Calon bupati Indramayu nomor urut 3 itu nampak emosi dan menggebu-gebu saat membentak salah seorang warganya itu.
Nina Agustina bahkan meminta pihak berwenang untuk menangkap warga tersebut, dengan arogan ia membawa-bawa nama Da’i Bachtiar, sosok sang ayah yang pernah menjabat sebagai Kapolri dan Dubes RI untuk Malaysia.
Tak hanya itu, Nina Agustina pun menyebut nama Lucky Hakim, mantan wakilnya saat memimpin Indramayu periode 2021-2024, namun memilih mundur pada Februari 2023.
Tak hanya sekali, Nina Agustina bahkan menyebut nama Lucky Hakim hingga 3 kali dan menuding warga tersebut merupakan pendukung pesaingnya yang kini maju sebagai calon bupati Indramayu nomor urut 2.
Peristiwa itu sendiri terjadi pada Jumat, 1 November 2024, di Desa Tegaltaman, Kecamatan Sukra, Kabupaten Indramayu.
Mendengar namanya disebut Nina Agustina saat membentak warga, Lucky Hakim pun angkat suara.

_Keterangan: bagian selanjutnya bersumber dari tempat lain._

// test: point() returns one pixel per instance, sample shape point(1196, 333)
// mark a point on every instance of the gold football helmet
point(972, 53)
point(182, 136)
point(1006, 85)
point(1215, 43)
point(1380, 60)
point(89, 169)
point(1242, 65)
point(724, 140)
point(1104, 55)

“Nama saya disebut berkali-kali, lalu media lokal menulis bahwa ‘orang Lucky Hakim menghadang bupati’, seolah-olah saya adalah dalang di balik kejadian ini, alhamdulillah banyak camera HP menjadi CCTV berjalan, sungguh fitnah yang keji,” bunyi keterangan Lucky Hakim dari video klarifikasinya yang dikutip SketsaNusantara.id dari Instagram @luckyhakimofficial.
Lebih lanjut Lucky Hakim menilai, tudingan bahwa ada pendukungnya yang mencegat Nina Agustina, sangatlah tidak mungkin.
Pasalnya, rombongan Nina Agustina mendapat pengawalan dari Patroli dan Pengawal (Patwal).
“Jadi enggak mungkin dicegat sama warga,” urai Lucky Hakim sembari menunjukkan potongan video rombongan Nina Agustina yang dikawal Patwal.